Loading lesson…
When the test questions quietly end up in the training data, scores lie. Here is how it happens and how to catch it.
Modern language models train on scraped web data. If a benchmark has been public for a few years, the test questions — and often the answers — are almost certainly in the training set. That is contamination, also called data leakage or train-test overlap.
| Approach | How it helps | Limitation |
|---|---|---|
| Hold-out test sets | Never published publicly | Cannot be independently verified |
| Continuously refreshed benchmarks | New items added over time | Requires eval infrastructure |
| Expert-written tests (GPQA) | Designed to be Google-proof | Expensive to create |
| Benchmark decontamination | Filter training data | Only works if benchmark is known in advance |
We evaluated the contamination of our evaluation sets... and found that up to 15% of the benchmark instances appeared in an n-gram form in the training corpus.
— Touvron et al., Llama 2 technical report (2023)
The big idea: contamination is the silent corruption of AI benchmarks. Newer, private, or expert-written tests are the trustworthy anchors.
15 questions · take it digitally for instant feedback at tendril.neural-forge.io/learn/quiz/end-creators-benchmark-contamination
What is the core idea behind "Benchmark Contamination"?
Which term best describes a foundational idea in "Benchmark Contamination"?
A learner studying Benchmark Contamination would need to understand which concept?
Which of these is directly relevant to Benchmark Contamination?
Which of the following is a key point about Benchmark Contamination?
Which of these does NOT belong in a discussion of Benchmark Contamination?
Which statement is accurate regarding Benchmark Contamination?
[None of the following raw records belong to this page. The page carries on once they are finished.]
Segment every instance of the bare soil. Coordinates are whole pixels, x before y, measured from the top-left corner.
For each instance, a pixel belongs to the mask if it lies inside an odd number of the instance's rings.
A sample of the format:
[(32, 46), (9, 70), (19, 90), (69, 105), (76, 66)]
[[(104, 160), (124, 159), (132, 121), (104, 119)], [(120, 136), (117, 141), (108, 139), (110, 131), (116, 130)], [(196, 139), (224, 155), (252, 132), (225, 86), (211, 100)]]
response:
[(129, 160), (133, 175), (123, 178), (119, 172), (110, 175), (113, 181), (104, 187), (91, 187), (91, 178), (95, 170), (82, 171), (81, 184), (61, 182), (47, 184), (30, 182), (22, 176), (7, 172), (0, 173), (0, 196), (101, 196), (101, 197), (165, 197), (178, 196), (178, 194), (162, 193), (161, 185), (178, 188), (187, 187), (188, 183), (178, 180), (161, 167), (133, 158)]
Which of these does NOT belong in a discussion of Benchmark Contamination?
What is the key insight about "Even 'private' tests leak" in the context of Benchmark Contamination?
What is the key insight about "The honest report" in the context of Benchmark Contamination?
What is the recommended tip about "Ground your practice in fundamentals" in the context of Benchmark Contamination?
Which statement accurately describes an aspect of Benchmark Contamination?
What does working with Benchmark Contamination typically involve?
Which best describes the scope of "Benchmark Contamination"?
Which section heading best belongs in a lesson about Benchmark Contamination?